As you prepare to turn in your 2016 pledge cards at the end of this month, I pray you’ll remember that we are called to take a step of faith because our community, our city, needs us. It is not enough for our church to get by, to keep the heat and the lights on. That means nothing, it serves no purpose whatsoever, if we’re not engaged in risk-taking mission and service. Certainly we are blessed with a beautiful sanctuary but the church is not really a building. The church is the people – the disciples of Jesus.
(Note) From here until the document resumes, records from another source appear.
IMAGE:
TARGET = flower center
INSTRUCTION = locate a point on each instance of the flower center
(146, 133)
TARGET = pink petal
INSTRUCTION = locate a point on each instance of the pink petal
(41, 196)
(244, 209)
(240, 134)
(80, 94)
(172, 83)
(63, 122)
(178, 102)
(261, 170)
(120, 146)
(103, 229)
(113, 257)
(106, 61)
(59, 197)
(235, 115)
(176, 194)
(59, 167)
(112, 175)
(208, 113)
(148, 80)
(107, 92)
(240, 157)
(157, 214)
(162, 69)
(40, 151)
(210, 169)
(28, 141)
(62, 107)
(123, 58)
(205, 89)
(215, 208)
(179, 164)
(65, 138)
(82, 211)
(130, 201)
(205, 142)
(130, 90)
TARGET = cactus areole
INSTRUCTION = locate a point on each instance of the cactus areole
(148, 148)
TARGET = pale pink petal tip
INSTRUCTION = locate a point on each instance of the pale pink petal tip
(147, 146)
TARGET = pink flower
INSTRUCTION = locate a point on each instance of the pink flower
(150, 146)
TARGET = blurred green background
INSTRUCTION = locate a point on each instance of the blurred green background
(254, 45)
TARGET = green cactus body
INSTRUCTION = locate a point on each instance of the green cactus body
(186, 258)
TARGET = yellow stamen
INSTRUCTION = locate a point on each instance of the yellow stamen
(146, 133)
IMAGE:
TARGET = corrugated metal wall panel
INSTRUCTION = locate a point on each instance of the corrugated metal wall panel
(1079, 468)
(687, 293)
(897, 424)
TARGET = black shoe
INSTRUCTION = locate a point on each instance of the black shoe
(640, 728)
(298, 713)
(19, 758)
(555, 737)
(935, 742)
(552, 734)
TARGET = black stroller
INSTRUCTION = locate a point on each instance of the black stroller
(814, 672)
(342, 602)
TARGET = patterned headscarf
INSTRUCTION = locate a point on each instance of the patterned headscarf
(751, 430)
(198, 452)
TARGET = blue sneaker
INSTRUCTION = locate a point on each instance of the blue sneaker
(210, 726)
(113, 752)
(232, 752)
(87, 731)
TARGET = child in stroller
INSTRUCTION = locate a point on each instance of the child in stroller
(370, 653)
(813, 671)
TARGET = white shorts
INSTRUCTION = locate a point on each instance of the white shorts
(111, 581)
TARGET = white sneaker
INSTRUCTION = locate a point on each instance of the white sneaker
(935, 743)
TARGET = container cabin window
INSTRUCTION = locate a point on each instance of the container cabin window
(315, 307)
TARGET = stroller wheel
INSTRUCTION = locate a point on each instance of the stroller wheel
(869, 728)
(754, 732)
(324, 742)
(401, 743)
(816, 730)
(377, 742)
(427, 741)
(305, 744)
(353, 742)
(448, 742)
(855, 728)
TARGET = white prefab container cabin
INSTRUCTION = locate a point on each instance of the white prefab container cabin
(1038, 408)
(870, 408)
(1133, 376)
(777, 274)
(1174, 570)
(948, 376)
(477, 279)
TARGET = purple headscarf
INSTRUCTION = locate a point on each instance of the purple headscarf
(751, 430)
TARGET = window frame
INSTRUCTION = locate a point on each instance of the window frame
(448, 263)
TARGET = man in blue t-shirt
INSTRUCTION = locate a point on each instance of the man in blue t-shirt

If we consider ourselves disciples of Jesus, then we have been entrusted with his ministry, a ministry that went to people and places that everyone else ignored. The ministry of our Lord was risky and bold and ours should be no less risky and bold. Remember, those 12 disciples were sent out with nothing. We definitely have way more than that. Of their story, preacher and teacher Fred Craddock says this: “Had they gone with money and extra provisions, their witness would have been undercut by such an evident lack of faith in God and trust in the hospitality of the people. [Oh] How many of the church’s sermons are contradicted by budgets and programs of self-protection and security!” So friends, I ask, when we develop our ministry goals and budgets, what are we concerned about? Are we determined to reach boldly beyond our walls? Or, is it about self-protection and security? And, how many of our personal, individual budgets reflect fear and self-protection? Does our financial giving to the church reveal an act of faith or fear? Brothers and sisters in Christ, our church’s budget, our church’s programs, our church’s witness to this community depends on each one of us – as individuals and as a faith community. Jesus can accomplish amazing things with our meager resources. But it does depend upon our willingness to gather those resources and offer them up to Jesus – to be bold, to take a risk, to Move Forward with Faith. Amen.
 The United Methodist Book of Worship. P. 72.
 Conflict and Community in Corinth by Ben Witherington. Eardmann’s Publishing. 1995. p. 243.
 Interpretation Commentary: Luke by Fred Craddock. John Knox Press. 1990. p. 122.